As US campus confrontations evaporate with the summer break, a key but mostly behind-the-scenes constituency — parents of students — is flexing its power in ways that could be critical in shaping the long-term effects and future course of free speech uprisings on campuses. Many US parents — especially those with substantial financial and political clout — have been limiting or even dictating their children’s college acceptance decisions based on their own protest-related perspectives. Some have begun filing lawsuits against institutions over their responses to the protests.

The protests have largely involved students demanding protection for Palestinian civilians suffering and dying under Israeli military bombardment in Gaza. Parents can be found on both sides of that divide – some complaining that college presidents have not done enough to prevent classroom disruption, and others arguing that police power and institutional sanctions have been unfairly wielded against non-violent demonstrators.

From a legal perspective, the parents of student protesters who were arrested or suspended appear to have the stronger position, says Robert Kleinfeldt, a Florida lawyer who handles First Amendment (freedom of speech) cases.

The argument in such cases, says Kleinfeldt, is that the college or university broke its contract with its students by unfairly denying them the experience they purchased with their tuition fees. “Because you have a right to be there – you’ve paid to be there,” he says.

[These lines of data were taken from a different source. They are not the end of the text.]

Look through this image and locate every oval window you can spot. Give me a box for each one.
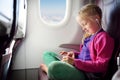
[40,0,67,24]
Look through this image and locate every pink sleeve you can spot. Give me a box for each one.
[74,45,83,56]
[74,34,114,72]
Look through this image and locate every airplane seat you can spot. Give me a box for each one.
[40,0,120,80]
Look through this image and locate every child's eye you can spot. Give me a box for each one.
[83,23,87,26]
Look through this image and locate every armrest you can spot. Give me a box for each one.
[59,44,80,51]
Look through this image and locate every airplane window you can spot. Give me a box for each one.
[40,0,67,24]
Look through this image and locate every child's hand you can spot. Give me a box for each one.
[62,52,74,65]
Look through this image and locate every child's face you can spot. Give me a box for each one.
[77,17,99,34]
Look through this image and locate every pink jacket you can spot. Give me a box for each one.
[74,31,114,73]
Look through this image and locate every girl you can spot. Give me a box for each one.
[40,4,114,80]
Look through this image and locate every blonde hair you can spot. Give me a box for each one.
[78,4,102,44]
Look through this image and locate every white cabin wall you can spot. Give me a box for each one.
[13,0,86,69]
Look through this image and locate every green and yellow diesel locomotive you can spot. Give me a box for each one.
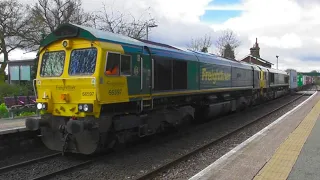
[26,24,289,154]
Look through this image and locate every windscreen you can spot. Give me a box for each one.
[40,51,66,77]
[69,48,97,75]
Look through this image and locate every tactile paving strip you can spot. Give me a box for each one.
[254,101,320,180]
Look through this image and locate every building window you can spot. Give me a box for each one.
[20,66,31,81]
[9,66,20,80]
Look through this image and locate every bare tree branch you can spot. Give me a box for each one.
[0,0,34,76]
[95,4,155,39]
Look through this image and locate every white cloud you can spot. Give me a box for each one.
[205,4,245,11]
[211,0,320,71]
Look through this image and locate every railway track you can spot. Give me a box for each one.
[0,93,306,179]
[135,93,306,180]
[32,159,95,180]
[0,153,61,173]
[0,152,97,180]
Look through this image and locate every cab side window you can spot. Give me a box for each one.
[121,55,131,75]
[106,53,120,75]
[106,52,131,76]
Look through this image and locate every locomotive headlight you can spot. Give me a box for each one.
[83,104,89,111]
[62,41,68,48]
[37,103,42,109]
[78,104,93,112]
[37,103,48,110]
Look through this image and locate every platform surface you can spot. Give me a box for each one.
[190,92,320,180]
[0,116,39,135]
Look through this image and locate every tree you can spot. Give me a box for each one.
[215,30,240,56]
[0,0,35,82]
[187,34,212,52]
[94,5,155,39]
[25,0,93,50]
[223,43,235,59]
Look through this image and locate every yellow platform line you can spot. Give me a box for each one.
[254,101,320,180]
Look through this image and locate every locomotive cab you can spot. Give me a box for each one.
[26,25,127,154]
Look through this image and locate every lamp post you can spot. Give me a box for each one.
[147,24,158,40]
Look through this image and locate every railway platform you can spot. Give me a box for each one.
[189,91,320,180]
[0,117,37,135]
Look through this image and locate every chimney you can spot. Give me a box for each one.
[250,38,260,58]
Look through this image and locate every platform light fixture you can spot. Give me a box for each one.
[147,24,158,40]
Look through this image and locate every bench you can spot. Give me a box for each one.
[3,96,39,118]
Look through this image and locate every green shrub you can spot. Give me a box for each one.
[0,103,9,118]
[19,111,36,117]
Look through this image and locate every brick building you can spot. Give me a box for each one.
[241,38,273,68]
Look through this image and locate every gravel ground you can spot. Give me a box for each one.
[0,153,86,180]
[40,95,307,180]
[0,146,56,168]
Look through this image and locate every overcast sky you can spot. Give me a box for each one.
[4,0,320,71]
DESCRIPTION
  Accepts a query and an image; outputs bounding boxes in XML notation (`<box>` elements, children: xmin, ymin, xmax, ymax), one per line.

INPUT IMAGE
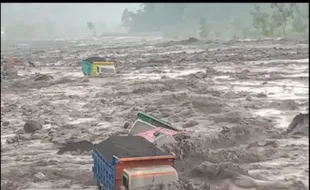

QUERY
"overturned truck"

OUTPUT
<box><xmin>129</xmin><ymin>112</ymin><xmax>187</xmax><ymax>148</ymax></box>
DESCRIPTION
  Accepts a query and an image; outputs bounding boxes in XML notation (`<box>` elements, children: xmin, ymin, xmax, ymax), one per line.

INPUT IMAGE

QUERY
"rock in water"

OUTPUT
<box><xmin>286</xmin><ymin>113</ymin><xmax>309</xmax><ymax>136</ymax></box>
<box><xmin>24</xmin><ymin>120</ymin><xmax>42</xmax><ymax>133</ymax></box>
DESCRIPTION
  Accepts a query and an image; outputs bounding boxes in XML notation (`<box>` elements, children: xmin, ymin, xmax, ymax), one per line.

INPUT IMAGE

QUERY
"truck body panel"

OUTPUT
<box><xmin>82</xmin><ymin>61</ymin><xmax>93</xmax><ymax>76</ymax></box>
<box><xmin>137</xmin><ymin>112</ymin><xmax>180</xmax><ymax>131</ymax></box>
<box><xmin>82</xmin><ymin>57</ymin><xmax>116</xmax><ymax>76</ymax></box>
<box><xmin>93</xmin><ymin>136</ymin><xmax>175</xmax><ymax>190</ymax></box>
<box><xmin>124</xmin><ymin>165</ymin><xmax>179</xmax><ymax>188</ymax></box>
<box><xmin>115</xmin><ymin>156</ymin><xmax>174</xmax><ymax>190</ymax></box>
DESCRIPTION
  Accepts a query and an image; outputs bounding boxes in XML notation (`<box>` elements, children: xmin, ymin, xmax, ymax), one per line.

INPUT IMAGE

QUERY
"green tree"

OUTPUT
<box><xmin>250</xmin><ymin>5</ymin><xmax>275</xmax><ymax>37</ymax></box>
<box><xmin>270</xmin><ymin>3</ymin><xmax>296</xmax><ymax>37</ymax></box>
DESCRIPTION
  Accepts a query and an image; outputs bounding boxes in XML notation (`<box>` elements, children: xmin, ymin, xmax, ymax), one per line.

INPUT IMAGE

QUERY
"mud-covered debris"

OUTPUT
<box><xmin>28</xmin><ymin>61</ymin><xmax>37</xmax><ymax>68</ymax></box>
<box><xmin>24</xmin><ymin>120</ymin><xmax>42</xmax><ymax>133</ymax></box>
<box><xmin>123</xmin><ymin>121</ymin><xmax>129</xmax><ymax>129</ymax></box>
<box><xmin>1</xmin><ymin>180</ymin><xmax>18</xmax><ymax>190</ymax></box>
<box><xmin>256</xmin><ymin>92</ymin><xmax>267</xmax><ymax>98</ymax></box>
<box><xmin>135</xmin><ymin>181</ymin><xmax>202</xmax><ymax>190</ymax></box>
<box><xmin>34</xmin><ymin>172</ymin><xmax>46</xmax><ymax>182</ymax></box>
<box><xmin>1</xmin><ymin>121</ymin><xmax>10</xmax><ymax>127</ymax></box>
<box><xmin>182</xmin><ymin>37</ymin><xmax>199</xmax><ymax>43</ymax></box>
<box><xmin>6</xmin><ymin>135</ymin><xmax>18</xmax><ymax>144</ymax></box>
<box><xmin>57</xmin><ymin>140</ymin><xmax>94</xmax><ymax>154</ymax></box>
<box><xmin>33</xmin><ymin>74</ymin><xmax>54</xmax><ymax>81</ymax></box>
<box><xmin>183</xmin><ymin>120</ymin><xmax>198</xmax><ymax>128</ymax></box>
<box><xmin>193</xmin><ymin>71</ymin><xmax>207</xmax><ymax>79</ymax></box>
<box><xmin>270</xmin><ymin>100</ymin><xmax>299</xmax><ymax>110</ymax></box>
<box><xmin>286</xmin><ymin>113</ymin><xmax>309</xmax><ymax>136</ymax></box>
<box><xmin>190</xmin><ymin>162</ymin><xmax>248</xmax><ymax>180</ymax></box>
<box><xmin>173</xmin><ymin>133</ymin><xmax>190</xmax><ymax>141</ymax></box>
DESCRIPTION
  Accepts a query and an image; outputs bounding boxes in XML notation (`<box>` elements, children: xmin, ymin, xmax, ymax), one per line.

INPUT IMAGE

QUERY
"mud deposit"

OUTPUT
<box><xmin>1</xmin><ymin>37</ymin><xmax>309</xmax><ymax>190</ymax></box>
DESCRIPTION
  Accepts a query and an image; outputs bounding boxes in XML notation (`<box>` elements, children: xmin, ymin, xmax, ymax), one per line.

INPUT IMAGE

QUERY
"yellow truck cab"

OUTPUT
<box><xmin>121</xmin><ymin>165</ymin><xmax>179</xmax><ymax>190</ymax></box>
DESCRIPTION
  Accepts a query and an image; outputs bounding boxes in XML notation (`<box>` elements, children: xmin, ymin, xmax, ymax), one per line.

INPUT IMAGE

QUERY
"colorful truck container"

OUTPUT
<box><xmin>82</xmin><ymin>57</ymin><xmax>115</xmax><ymax>76</ymax></box>
<box><xmin>92</xmin><ymin>136</ymin><xmax>178</xmax><ymax>190</ymax></box>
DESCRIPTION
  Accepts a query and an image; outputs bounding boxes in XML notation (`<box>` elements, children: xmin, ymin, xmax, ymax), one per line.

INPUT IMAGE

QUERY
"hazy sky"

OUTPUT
<box><xmin>1</xmin><ymin>3</ymin><xmax>141</xmax><ymax>36</ymax></box>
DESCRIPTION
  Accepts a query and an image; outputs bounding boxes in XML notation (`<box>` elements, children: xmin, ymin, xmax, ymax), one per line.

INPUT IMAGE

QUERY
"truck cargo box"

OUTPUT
<box><xmin>93</xmin><ymin>136</ymin><xmax>175</xmax><ymax>190</ymax></box>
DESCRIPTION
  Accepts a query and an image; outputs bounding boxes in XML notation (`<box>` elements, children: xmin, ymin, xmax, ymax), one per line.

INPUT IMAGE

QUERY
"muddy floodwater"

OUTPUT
<box><xmin>1</xmin><ymin>37</ymin><xmax>309</xmax><ymax>190</ymax></box>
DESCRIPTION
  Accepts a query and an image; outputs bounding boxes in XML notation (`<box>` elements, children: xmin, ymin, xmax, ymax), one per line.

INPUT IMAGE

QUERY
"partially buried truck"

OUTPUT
<box><xmin>92</xmin><ymin>136</ymin><xmax>179</xmax><ymax>190</ymax></box>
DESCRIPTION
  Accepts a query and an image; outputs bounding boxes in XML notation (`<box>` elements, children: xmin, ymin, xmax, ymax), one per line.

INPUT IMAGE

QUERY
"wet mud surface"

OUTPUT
<box><xmin>1</xmin><ymin>37</ymin><xmax>309</xmax><ymax>190</ymax></box>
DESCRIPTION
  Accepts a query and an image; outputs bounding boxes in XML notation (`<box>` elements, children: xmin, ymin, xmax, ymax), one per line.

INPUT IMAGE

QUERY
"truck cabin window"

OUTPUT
<box><xmin>123</xmin><ymin>175</ymin><xmax>129</xmax><ymax>189</ymax></box>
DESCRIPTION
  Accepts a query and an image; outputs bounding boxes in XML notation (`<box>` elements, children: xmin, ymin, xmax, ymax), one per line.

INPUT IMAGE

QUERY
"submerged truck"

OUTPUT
<box><xmin>92</xmin><ymin>136</ymin><xmax>179</xmax><ymax>190</ymax></box>
<box><xmin>129</xmin><ymin>112</ymin><xmax>186</xmax><ymax>148</ymax></box>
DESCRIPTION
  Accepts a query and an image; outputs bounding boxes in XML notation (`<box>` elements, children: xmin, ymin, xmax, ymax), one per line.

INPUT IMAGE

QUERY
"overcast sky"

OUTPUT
<box><xmin>1</xmin><ymin>3</ymin><xmax>141</xmax><ymax>36</ymax></box>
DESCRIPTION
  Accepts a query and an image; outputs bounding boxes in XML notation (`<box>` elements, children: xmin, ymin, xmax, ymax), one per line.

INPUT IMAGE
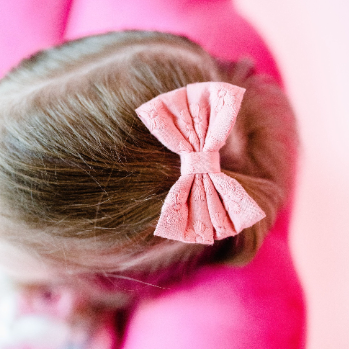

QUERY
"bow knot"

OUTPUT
<box><xmin>136</xmin><ymin>82</ymin><xmax>265</xmax><ymax>244</ymax></box>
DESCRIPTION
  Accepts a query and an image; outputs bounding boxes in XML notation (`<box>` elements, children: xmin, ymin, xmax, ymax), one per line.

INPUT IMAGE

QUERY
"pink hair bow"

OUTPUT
<box><xmin>136</xmin><ymin>82</ymin><xmax>265</xmax><ymax>244</ymax></box>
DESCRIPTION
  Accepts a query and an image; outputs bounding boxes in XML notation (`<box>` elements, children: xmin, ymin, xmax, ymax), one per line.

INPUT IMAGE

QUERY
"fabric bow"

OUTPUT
<box><xmin>136</xmin><ymin>82</ymin><xmax>265</xmax><ymax>245</ymax></box>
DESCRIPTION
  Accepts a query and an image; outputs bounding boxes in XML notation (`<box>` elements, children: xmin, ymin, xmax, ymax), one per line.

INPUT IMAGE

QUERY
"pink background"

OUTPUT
<box><xmin>236</xmin><ymin>0</ymin><xmax>349</xmax><ymax>349</ymax></box>
<box><xmin>0</xmin><ymin>0</ymin><xmax>349</xmax><ymax>349</ymax></box>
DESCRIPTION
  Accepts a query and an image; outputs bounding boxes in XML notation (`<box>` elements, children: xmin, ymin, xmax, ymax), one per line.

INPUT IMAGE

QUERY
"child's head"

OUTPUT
<box><xmin>0</xmin><ymin>32</ymin><xmax>296</xmax><ymax>288</ymax></box>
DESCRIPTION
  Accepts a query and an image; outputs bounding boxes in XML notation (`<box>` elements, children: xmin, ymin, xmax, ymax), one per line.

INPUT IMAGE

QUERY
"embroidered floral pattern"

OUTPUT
<box><xmin>136</xmin><ymin>82</ymin><xmax>265</xmax><ymax>244</ymax></box>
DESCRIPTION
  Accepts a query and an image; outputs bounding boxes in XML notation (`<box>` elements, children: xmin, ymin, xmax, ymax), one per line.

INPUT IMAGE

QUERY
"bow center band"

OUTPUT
<box><xmin>180</xmin><ymin>151</ymin><xmax>221</xmax><ymax>176</ymax></box>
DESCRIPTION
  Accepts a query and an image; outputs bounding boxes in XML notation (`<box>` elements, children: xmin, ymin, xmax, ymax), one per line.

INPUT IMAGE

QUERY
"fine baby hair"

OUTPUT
<box><xmin>0</xmin><ymin>31</ymin><xmax>297</xmax><ymax>300</ymax></box>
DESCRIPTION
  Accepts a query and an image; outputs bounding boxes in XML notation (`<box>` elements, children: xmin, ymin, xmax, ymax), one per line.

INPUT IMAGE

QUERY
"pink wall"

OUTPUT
<box><xmin>236</xmin><ymin>0</ymin><xmax>349</xmax><ymax>349</ymax></box>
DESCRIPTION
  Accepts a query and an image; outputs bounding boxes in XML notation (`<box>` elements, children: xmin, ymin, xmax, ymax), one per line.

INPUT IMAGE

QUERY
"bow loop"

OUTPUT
<box><xmin>136</xmin><ymin>82</ymin><xmax>265</xmax><ymax>244</ymax></box>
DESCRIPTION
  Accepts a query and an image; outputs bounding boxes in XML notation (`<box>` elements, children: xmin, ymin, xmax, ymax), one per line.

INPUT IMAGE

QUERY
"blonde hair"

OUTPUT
<box><xmin>0</xmin><ymin>31</ymin><xmax>297</xmax><ymax>288</ymax></box>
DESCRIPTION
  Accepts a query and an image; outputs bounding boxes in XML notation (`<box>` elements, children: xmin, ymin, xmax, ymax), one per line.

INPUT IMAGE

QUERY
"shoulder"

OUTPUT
<box><xmin>124</xmin><ymin>230</ymin><xmax>304</xmax><ymax>349</ymax></box>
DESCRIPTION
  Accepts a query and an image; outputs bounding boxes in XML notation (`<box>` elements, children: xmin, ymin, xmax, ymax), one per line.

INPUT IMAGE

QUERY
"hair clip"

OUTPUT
<box><xmin>136</xmin><ymin>82</ymin><xmax>265</xmax><ymax>245</ymax></box>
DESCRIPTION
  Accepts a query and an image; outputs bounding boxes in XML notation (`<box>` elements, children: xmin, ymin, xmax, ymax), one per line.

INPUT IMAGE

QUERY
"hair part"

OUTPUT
<box><xmin>0</xmin><ymin>31</ymin><xmax>297</xmax><ymax>290</ymax></box>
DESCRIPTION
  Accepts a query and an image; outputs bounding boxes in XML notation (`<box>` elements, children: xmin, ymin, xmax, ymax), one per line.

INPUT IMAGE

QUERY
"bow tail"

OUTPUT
<box><xmin>209</xmin><ymin>173</ymin><xmax>265</xmax><ymax>234</ymax></box>
<box><xmin>203</xmin><ymin>174</ymin><xmax>237</xmax><ymax>240</ymax></box>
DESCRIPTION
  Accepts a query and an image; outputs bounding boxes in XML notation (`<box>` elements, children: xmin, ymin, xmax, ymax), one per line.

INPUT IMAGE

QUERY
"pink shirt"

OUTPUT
<box><xmin>0</xmin><ymin>0</ymin><xmax>305</xmax><ymax>349</ymax></box>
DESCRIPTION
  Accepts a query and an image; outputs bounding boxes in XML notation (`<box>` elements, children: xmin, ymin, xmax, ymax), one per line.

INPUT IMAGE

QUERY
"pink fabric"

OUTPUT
<box><xmin>0</xmin><ymin>0</ymin><xmax>305</xmax><ymax>349</ymax></box>
<box><xmin>122</xmin><ymin>215</ymin><xmax>305</xmax><ymax>349</ymax></box>
<box><xmin>136</xmin><ymin>82</ymin><xmax>265</xmax><ymax>245</ymax></box>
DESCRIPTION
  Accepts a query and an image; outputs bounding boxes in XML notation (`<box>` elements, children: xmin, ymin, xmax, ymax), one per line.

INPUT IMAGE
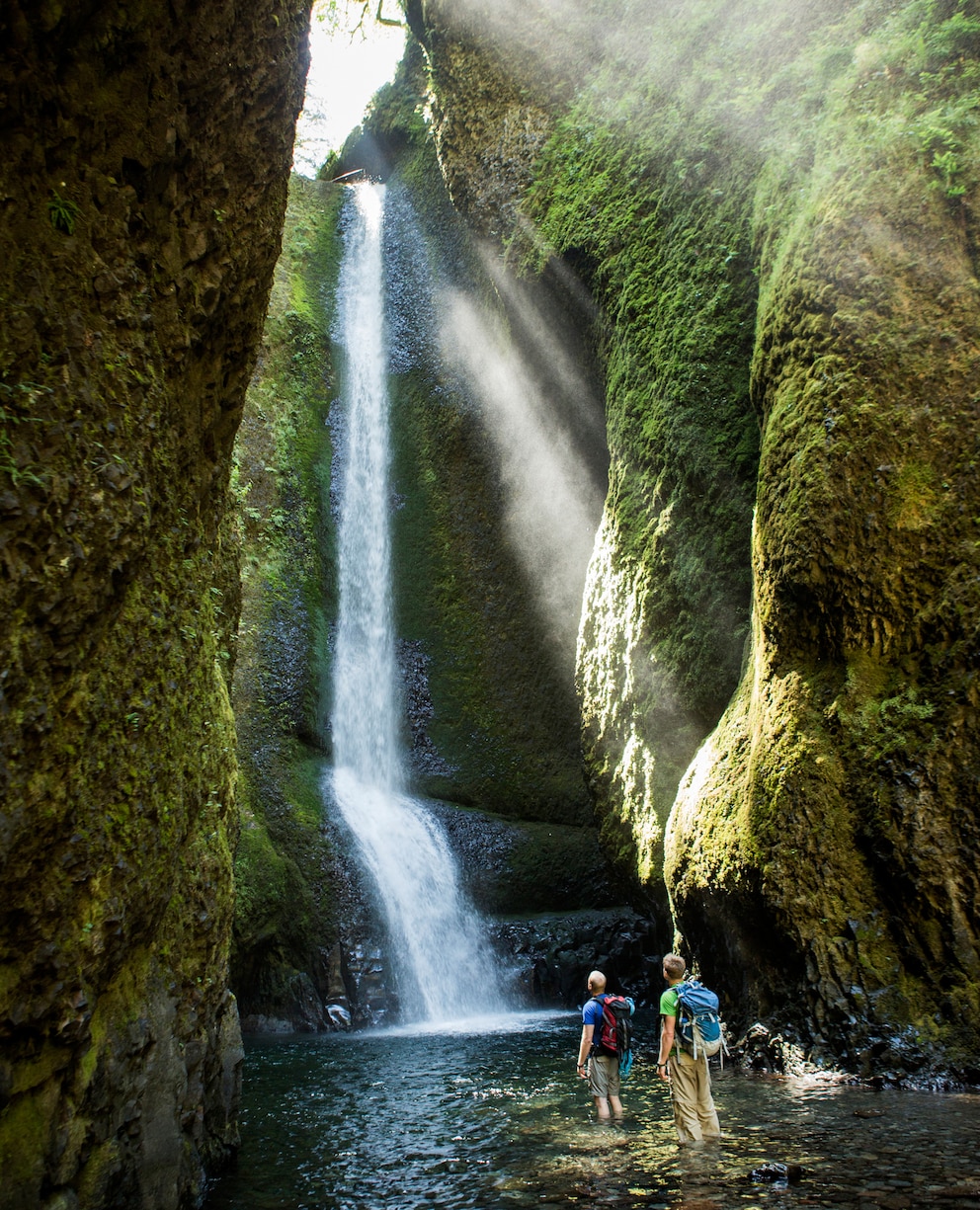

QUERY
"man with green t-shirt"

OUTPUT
<box><xmin>657</xmin><ymin>953</ymin><xmax>721</xmax><ymax>1145</ymax></box>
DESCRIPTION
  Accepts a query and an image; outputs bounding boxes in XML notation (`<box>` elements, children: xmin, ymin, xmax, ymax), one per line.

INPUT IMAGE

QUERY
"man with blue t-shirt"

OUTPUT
<box><xmin>576</xmin><ymin>970</ymin><xmax>623</xmax><ymax>1118</ymax></box>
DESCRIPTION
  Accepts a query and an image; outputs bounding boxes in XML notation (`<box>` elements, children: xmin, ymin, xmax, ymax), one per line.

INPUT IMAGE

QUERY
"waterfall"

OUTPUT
<box><xmin>332</xmin><ymin>184</ymin><xmax>501</xmax><ymax>1021</ymax></box>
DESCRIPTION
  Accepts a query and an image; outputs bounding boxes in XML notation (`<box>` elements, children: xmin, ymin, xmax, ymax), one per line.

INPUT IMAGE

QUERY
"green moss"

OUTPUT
<box><xmin>233</xmin><ymin>178</ymin><xmax>344</xmax><ymax>1012</ymax></box>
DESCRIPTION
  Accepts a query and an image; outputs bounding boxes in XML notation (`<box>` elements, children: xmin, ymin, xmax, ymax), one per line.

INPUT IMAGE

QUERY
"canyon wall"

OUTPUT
<box><xmin>408</xmin><ymin>0</ymin><xmax>980</xmax><ymax>1080</ymax></box>
<box><xmin>0</xmin><ymin>0</ymin><xmax>308</xmax><ymax>1210</ymax></box>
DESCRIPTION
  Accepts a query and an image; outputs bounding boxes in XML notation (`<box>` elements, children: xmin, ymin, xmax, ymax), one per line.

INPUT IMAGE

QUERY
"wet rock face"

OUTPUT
<box><xmin>0</xmin><ymin>2</ymin><xmax>306</xmax><ymax>1210</ymax></box>
<box><xmin>409</xmin><ymin>0</ymin><xmax>980</xmax><ymax>1080</ymax></box>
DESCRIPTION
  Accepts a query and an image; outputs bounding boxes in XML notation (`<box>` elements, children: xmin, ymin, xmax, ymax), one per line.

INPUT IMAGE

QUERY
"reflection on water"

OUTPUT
<box><xmin>208</xmin><ymin>1012</ymin><xmax>980</xmax><ymax>1210</ymax></box>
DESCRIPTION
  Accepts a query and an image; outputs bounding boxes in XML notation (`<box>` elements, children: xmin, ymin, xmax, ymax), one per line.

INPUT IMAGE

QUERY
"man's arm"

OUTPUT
<box><xmin>657</xmin><ymin>1016</ymin><xmax>678</xmax><ymax>1080</ymax></box>
<box><xmin>576</xmin><ymin>1022</ymin><xmax>596</xmax><ymax>1080</ymax></box>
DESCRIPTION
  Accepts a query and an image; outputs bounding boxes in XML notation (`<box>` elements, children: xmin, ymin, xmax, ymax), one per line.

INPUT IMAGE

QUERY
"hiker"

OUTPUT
<box><xmin>576</xmin><ymin>970</ymin><xmax>623</xmax><ymax>1120</ymax></box>
<box><xmin>657</xmin><ymin>953</ymin><xmax>721</xmax><ymax>1146</ymax></box>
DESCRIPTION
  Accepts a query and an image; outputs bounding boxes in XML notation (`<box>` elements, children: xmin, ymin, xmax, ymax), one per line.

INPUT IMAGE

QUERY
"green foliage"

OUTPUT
<box><xmin>47</xmin><ymin>189</ymin><xmax>79</xmax><ymax>235</ymax></box>
<box><xmin>231</xmin><ymin>177</ymin><xmax>343</xmax><ymax>992</ymax></box>
<box><xmin>0</xmin><ymin>382</ymin><xmax>50</xmax><ymax>486</ymax></box>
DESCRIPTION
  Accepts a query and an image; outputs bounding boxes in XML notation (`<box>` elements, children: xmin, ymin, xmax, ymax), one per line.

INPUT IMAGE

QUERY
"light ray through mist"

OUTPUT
<box><xmin>441</xmin><ymin>281</ymin><xmax>604</xmax><ymax>651</ymax></box>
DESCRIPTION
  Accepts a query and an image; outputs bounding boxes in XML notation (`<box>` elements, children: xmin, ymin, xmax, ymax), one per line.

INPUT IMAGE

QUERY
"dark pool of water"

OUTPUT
<box><xmin>206</xmin><ymin>1012</ymin><xmax>980</xmax><ymax>1210</ymax></box>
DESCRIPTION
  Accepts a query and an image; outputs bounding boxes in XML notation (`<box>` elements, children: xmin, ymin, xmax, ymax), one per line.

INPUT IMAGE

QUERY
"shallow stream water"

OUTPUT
<box><xmin>206</xmin><ymin>1012</ymin><xmax>980</xmax><ymax>1210</ymax></box>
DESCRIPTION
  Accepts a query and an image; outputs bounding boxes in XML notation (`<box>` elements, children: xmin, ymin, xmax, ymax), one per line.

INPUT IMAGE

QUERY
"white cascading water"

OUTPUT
<box><xmin>332</xmin><ymin>184</ymin><xmax>501</xmax><ymax>1022</ymax></box>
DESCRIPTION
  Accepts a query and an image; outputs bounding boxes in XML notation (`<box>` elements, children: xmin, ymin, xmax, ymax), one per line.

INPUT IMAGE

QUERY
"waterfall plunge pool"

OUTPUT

But from a sheer power perspective, parents who dislike the student protests appear to have the upper hand, says Mimi Doe, a college admissions adviser who counsels wealthy families in the US and abroad. Ms Doe is chief executive and a co-founder of Top Tier Admissions, a service so exclusive that she describes working with parents who can express their displeasure by cutting donations to the likes of the University of Pennsylvania or by “stepping off the board at Harvard”.

And overwhelmingly, if not exclusively, this moneyed tier consists of parents who are alarmed by the chaos surrounding student protest encampments seen in recent weeks across dozens of US campuses, and will not allow their children to attend such institutions. “They are all dismayed by this,” another elite-oriented college admissions adviser, Brian Taylor, managing partner of Ivy Coach, says of the parents he advises.

The use of legal power by such parents in higher education seems to be a natural evolution of what has been happening at the school level in the US, where parents of financial means increasingly find they can overpower local school officials. Doe says she has been an admissions adviser for about 20 years, “and I’ve seen — in the past three, four or five years — parents become even more litigious to their children’s high schools, if things are not going according to their plan”.

A common target for such alienation at the post-secondary level, she and other experts aver, is Columbia University. That Ivy League institution was the spark for the nationwide explosion of student protest, right after Republican members of the US Congress called Columbia president Baroness Shafik to Washington for a public hearing that led her to immediately order police to clear a largely peaceful gathering of student demonstrators from the lawns of her New York City campus.

Parents opposed to pro-Palestinian activism often have turned to institutions they see as offering a clearer commitment to banning overt criticism of Israel, such as Brandeis University, with its historical Jewish roots. Some parents, mirroring the political arguments made by congressional Republicans, also have suggested that they fear companies will not hire the graduates of such institutions, seeing the prolonged protest encampments as evidence that their students don’t face rigorous academic demands.